The Tower of Myriad Mirrors: A Supplement to Journey to the West | 維持健康的好方法 - 2024年10月
The Tower of Myriad Mirrors: A Supplement to Journey to the West
China's most outrageous character--the magical Monkey who battles a hundred monsters--returns to the fray in this seventeenth-century sequel to the Buddhist novel Journey to the West. In The Tower of Myriad Mirrors, he defends his claim to enlightenment against a villain who induces hallucinations that take Monkey into the past, to heaven and hell, and even through a sex change. The villain turns out to be the personification of his own desires, aroused by his penetration of a female adversary's body in Journey to the West.In this, his only novel, author Tung Yueh (1620-1686), a monk and Confucian scholar, picks up the slapstick of the original tale and overlays it with Buddhist theory and bitter satire of the Ming government's capitulation to the Manchus. After a nod to Journey's storyteller format, Tung carries Monkey's quest into an evocation of shifting psychological states rarely found in premodern fiction.
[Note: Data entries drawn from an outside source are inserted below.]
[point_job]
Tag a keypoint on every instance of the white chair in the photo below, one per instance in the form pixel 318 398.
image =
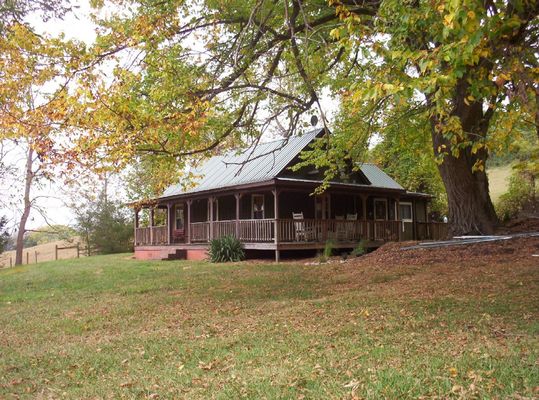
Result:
pixel 302 233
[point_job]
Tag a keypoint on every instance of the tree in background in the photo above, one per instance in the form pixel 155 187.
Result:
pixel 4 235
pixel 404 152
pixel 35 71
pixel 103 225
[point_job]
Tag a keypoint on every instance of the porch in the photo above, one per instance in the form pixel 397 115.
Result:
pixel 289 231
pixel 260 219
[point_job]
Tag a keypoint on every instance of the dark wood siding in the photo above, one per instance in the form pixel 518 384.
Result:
pixel 290 202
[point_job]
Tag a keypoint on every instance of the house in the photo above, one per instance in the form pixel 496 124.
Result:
pixel 256 197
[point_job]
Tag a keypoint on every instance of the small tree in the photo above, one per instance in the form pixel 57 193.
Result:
pixel 4 235
pixel 103 226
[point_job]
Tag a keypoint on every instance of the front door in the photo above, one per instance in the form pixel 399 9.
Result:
pixel 322 206
pixel 380 214
pixel 257 206
pixel 407 217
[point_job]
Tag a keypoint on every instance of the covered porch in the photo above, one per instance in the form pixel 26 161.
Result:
pixel 288 217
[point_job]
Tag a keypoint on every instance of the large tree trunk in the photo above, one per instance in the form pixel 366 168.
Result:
pixel 27 204
pixel 470 208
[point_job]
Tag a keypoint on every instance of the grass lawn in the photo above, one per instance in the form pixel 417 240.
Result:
pixel 113 327
pixel 499 180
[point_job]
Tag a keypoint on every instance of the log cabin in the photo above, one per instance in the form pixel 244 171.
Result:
pixel 256 197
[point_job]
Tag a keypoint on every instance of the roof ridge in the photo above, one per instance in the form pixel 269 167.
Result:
pixel 274 141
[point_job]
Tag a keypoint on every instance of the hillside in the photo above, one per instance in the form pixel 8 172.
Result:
pixel 374 327
pixel 45 252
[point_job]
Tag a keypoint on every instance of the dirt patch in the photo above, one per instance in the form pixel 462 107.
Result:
pixel 504 251
pixel 520 225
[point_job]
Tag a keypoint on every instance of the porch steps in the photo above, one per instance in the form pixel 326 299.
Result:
pixel 176 254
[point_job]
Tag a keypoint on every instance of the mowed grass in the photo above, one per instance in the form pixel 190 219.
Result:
pixel 499 180
pixel 112 327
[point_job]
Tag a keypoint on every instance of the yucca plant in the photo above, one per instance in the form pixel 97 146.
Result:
pixel 226 249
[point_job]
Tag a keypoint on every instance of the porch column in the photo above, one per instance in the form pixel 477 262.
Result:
pixel 276 223
pixel 364 212
pixel 169 223
pixel 398 218
pixel 238 197
pixel 414 220
pixel 210 199
pixel 188 226
pixel 136 225
pixel 151 224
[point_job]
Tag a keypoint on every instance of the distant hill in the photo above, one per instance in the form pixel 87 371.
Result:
pixel 45 252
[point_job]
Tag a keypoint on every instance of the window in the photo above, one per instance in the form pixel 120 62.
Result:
pixel 406 213
pixel 380 209
pixel 257 206
pixel 179 217
pixel 322 206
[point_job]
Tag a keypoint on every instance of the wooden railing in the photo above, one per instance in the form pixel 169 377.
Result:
pixel 152 235
pixel 292 230
pixel 312 230
pixel 387 231
pixel 199 231
pixel 431 231
pixel 224 228
pixel 257 230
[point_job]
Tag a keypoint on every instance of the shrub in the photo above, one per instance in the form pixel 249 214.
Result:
pixel 328 251
pixel 226 249
pixel 521 196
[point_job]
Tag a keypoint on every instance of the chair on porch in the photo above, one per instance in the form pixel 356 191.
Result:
pixel 351 227
pixel 340 228
pixel 302 232
pixel 178 235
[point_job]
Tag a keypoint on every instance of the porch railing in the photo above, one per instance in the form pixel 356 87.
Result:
pixel 294 231
pixel 199 231
pixel 256 230
pixel 152 235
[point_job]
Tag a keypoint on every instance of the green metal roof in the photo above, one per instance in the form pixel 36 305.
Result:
pixel 262 163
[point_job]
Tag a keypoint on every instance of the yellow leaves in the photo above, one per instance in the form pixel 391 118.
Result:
pixel 469 99
pixel 335 33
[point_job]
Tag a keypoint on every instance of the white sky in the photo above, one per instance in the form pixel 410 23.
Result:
pixel 52 198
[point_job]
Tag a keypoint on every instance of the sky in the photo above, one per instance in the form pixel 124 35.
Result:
pixel 52 196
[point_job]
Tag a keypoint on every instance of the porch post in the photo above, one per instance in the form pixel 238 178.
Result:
pixel 276 223
pixel 136 225
pixel 238 197
pixel 210 199
pixel 188 230
pixel 414 221
pixel 364 212
pixel 398 218
pixel 151 224
pixel 169 222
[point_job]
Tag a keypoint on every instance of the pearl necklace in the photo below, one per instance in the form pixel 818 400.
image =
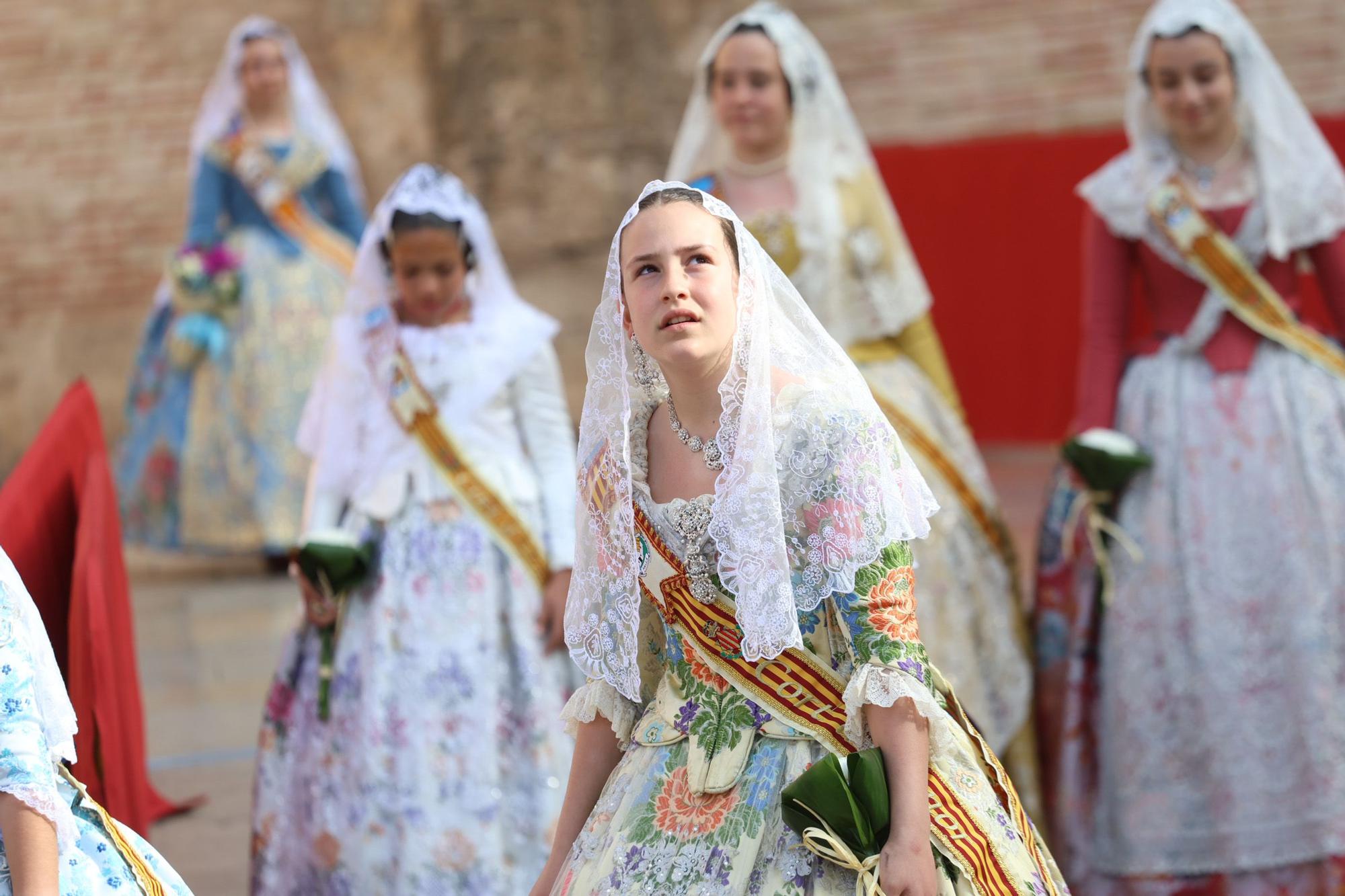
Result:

An important though relatively unknown link in the development of the Chinese novel and window into late Ming intellectual history, The Tower of Myriad Mirrors further rewards by being a wonderful read.Shuen-fu Lin is Professor of Chinese literature at the University of Michigan. Larry Schulz holds a Ph.D. in Chinese intellectual history from Princeton University and has published his dissertation, "Lai Chih-te and the Phenomenology of Change," and articles on traditional Chinese medicine. He is currently a senior officer at the Federal Reserve Bank of Atlanta.